Una struttura a sandwich per catturare gli ioni
Il dispositivo si basa su una configurazione a strati sovrapposti, con un nucleo idrofilo dedicato all’assorbimento degli ioni di litio, racchiuso tra due superfici fototermiche idrofobiche. L’energia solare avvia l’evaporazione dell’acqua marina, aumentando progressivamente la concentrazione di litio verso il materiale assorbente. Questa architettura permette di sfruttare una risorsa praticamente inesauribile come il mare, aggirando i limiti dei metodi convenzionali che dipendono da bacini salini o miniere.
Il ruolo dell’inclinazione e del movimento oscillante
Una delle caratteristiche più particolari del prototipo è il suo angolo di inclinazione di circa 30°, combinato con un movimento oscillante che ricorda quello di un’altalena. Quando i sali si accumulano su un lato, il peso cambia e la struttura si inclina, immergendo le incrostazioni nell’acqua circostante. Questo meccanismo consente di sciogliere naturalmente i depositi, riducendo uno dei principali problemi dell’estrazione marina: la formazione di incrostazioni dovute all’elevata presenza di sodio, molto più abbondante del litio.

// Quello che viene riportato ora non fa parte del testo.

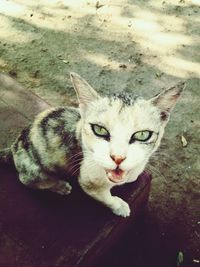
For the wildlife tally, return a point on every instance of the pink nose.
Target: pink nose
(117, 159)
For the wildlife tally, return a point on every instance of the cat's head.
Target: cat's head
(120, 132)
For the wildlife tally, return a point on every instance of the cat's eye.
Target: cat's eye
(100, 131)
(141, 136)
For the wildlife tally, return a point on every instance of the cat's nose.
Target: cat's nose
(117, 159)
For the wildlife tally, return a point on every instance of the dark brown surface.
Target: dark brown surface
(40, 228)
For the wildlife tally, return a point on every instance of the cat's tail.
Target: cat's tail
(6, 155)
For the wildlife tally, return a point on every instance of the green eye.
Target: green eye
(141, 136)
(100, 131)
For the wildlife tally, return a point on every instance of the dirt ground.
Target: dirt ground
(131, 45)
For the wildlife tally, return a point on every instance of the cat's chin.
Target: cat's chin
(116, 176)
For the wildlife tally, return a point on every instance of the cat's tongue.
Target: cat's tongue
(116, 175)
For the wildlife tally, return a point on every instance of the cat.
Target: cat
(105, 142)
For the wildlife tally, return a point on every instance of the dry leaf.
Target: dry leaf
(183, 141)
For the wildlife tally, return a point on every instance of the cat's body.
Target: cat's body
(106, 142)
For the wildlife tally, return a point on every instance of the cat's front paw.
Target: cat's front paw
(120, 207)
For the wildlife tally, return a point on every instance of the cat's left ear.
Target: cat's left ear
(85, 93)
(167, 99)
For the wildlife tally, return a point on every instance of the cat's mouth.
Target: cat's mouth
(116, 175)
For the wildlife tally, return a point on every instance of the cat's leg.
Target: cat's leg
(32, 175)
(43, 181)
(103, 194)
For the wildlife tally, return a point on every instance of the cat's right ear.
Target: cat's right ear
(85, 93)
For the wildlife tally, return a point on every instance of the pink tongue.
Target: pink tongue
(115, 175)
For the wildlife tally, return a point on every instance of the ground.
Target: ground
(141, 46)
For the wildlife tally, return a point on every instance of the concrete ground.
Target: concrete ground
(141, 46)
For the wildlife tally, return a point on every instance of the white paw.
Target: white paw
(120, 207)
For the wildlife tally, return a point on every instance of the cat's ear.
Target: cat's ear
(85, 93)
(167, 99)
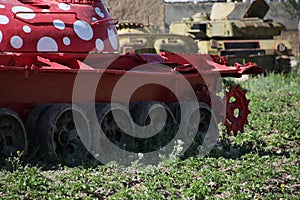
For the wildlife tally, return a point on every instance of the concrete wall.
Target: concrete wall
(142, 11)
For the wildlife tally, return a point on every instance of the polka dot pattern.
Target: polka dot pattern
(16, 42)
(66, 41)
(1, 36)
(47, 44)
(83, 36)
(17, 9)
(3, 19)
(99, 12)
(113, 38)
(59, 24)
(26, 29)
(64, 6)
(99, 45)
(83, 30)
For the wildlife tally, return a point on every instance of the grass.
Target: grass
(262, 163)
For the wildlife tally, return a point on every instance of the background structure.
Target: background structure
(144, 11)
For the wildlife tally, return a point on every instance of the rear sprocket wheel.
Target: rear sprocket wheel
(237, 110)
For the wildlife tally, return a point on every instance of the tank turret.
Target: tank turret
(30, 26)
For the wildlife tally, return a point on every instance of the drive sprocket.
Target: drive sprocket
(237, 110)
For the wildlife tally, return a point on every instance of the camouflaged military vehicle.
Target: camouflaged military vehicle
(250, 39)
(142, 38)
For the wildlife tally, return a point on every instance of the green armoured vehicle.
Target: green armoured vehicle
(142, 38)
(250, 39)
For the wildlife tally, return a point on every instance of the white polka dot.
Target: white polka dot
(3, 19)
(83, 30)
(66, 41)
(26, 29)
(1, 36)
(113, 38)
(59, 24)
(16, 42)
(99, 12)
(64, 6)
(99, 45)
(46, 44)
(17, 9)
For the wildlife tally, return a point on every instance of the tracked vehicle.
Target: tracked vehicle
(60, 60)
(150, 39)
(239, 40)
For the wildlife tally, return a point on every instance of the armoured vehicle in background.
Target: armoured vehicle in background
(144, 38)
(60, 63)
(241, 40)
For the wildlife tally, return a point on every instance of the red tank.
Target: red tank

Prestazioni e selettività nei test di laboratorio
Nei test iniziali, il sistema ha mostrato un aumento di 15,5 volte della concentrazione locale di ioni Li+, con una selettività verso il sodio pari a 370.000 volte. Secondo i ricercatori, ciò si traduce in un incremento del 69% nella capacità di assorbimento rispetto ai metodi a immersione tradizionali. Oltre all’estrazione del litio, il processo potrebbe generare acqua potabile come sottoprodotto, aprendo la strada a un approccio multifunzionale alimentato esclusivamente dall’energia solare.

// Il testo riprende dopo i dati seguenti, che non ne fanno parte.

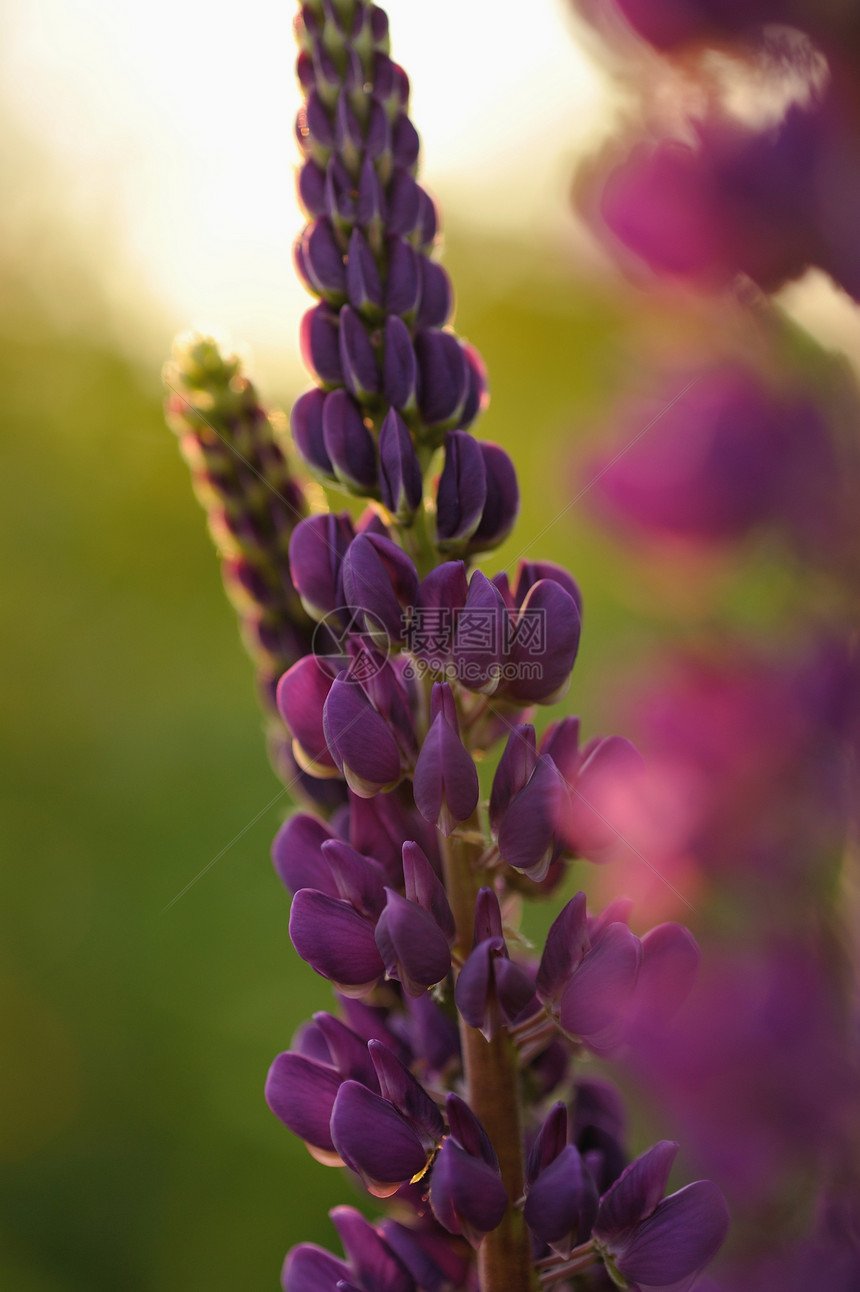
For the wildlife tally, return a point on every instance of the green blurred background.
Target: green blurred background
(146, 974)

Le sfide ancora da risolvere
Nonostante i risultati incoraggianti, restano alcuni punti critici. I materiali assorbenti a base di manganese mostrano segni di degradazione dopo una trentina di cicli, e il team sta valutando alternative come il titanio per migliorare la durata. Un altro passaggio fondamentale sarà verificare la resistenza del sistema in condizioni oceaniche reali, dove la composizione chimica è più complessa rispetto ai test controllati.